Djuhandhani, masih mengutip arahan Komjen Agus, menerangkan Bareskrim memiliki pengalaman penegakan hukum Pemilu yaitu pada 2019 dan 2020 karena menggunakan undang-undang yang sama pada pelaksanaan tahun 2024 yang akan datang. Pengalaman tersebut dapat digunakan sebagai menjadi modal awal untuk mensukseskan pesta demokrasi dengan aman dan nyaman.
“Namun demikian, Bapak Kabareskrim mengingatkan kami semua untuk tidak boleh mengabaikan adanya potensi oknum kontestan yang melakukan berbagai macam cara dengan lebih piawai untuk lepas dari jeratan hukum,” ucap Djuhandhani.
Oleh sebab itu, masih kata Djuhandhani, ada sejumlah hal yang diwanti-wanti oleh Kabareskrim Polri.
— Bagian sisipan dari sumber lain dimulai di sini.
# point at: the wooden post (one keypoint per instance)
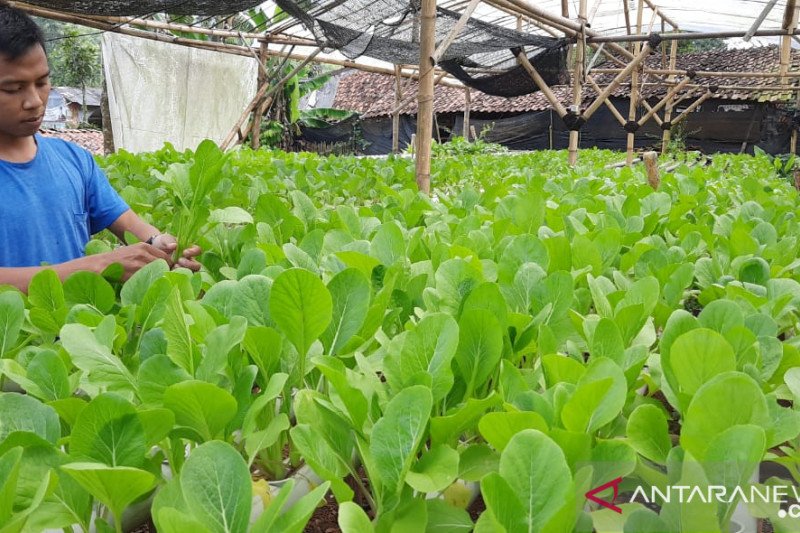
(651, 164)
(634, 86)
(255, 138)
(666, 136)
(467, 109)
(425, 96)
(577, 83)
(398, 95)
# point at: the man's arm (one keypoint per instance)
(130, 222)
(132, 258)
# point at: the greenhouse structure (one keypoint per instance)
(401, 265)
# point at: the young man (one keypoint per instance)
(53, 196)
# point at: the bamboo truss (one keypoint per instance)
(628, 50)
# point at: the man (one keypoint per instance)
(53, 196)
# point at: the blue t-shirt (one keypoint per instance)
(50, 206)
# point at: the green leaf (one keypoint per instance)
(598, 398)
(480, 346)
(180, 347)
(648, 433)
(447, 429)
(230, 215)
(353, 519)
(115, 487)
(435, 470)
(88, 288)
(45, 291)
(350, 293)
(217, 487)
(444, 518)
(428, 350)
(12, 316)
(302, 308)
(134, 290)
(697, 356)
(49, 373)
(201, 407)
(729, 399)
(108, 431)
(499, 428)
(24, 413)
(535, 469)
(397, 435)
(95, 359)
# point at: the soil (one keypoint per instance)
(478, 506)
(326, 518)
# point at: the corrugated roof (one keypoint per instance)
(91, 140)
(372, 95)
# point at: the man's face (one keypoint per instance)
(24, 90)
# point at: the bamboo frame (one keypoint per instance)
(539, 81)
(577, 83)
(631, 137)
(425, 95)
(455, 31)
(609, 104)
(692, 107)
Pertama, seluruh penyidik reserse diwajibkan menjaga amanah undang-undang yakni sebagai kelompok yang netral dan bebas kepentingan politik.
“Melepaskan diri dari segala kepentingan politik dengan berkeinginan untuk memenangkan salah satu kelompok atau golongan tertentu,” kata Djuhandhani.
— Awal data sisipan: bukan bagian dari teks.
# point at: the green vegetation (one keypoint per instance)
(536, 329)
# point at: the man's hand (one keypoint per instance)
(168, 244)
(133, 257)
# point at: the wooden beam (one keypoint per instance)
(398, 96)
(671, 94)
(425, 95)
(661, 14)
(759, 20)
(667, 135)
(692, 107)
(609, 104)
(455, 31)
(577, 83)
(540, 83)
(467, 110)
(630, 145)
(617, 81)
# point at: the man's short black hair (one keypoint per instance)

Kedua, Djuhandhani juga menebalkan pesan Komjen Agus soal waktu penyidikan dugaan tindak pidana pemilu hanya 14 hari. “Keterbatasan waktu penanganan ini harus menjadi perhatian dan tantangan bersama untuk diselesaikan dengan cara meningkatkan sinergitas Sentra Gakkumdu dari semua unsur Polri, Bawaslu dan Kejaksaan,” lanjut dia.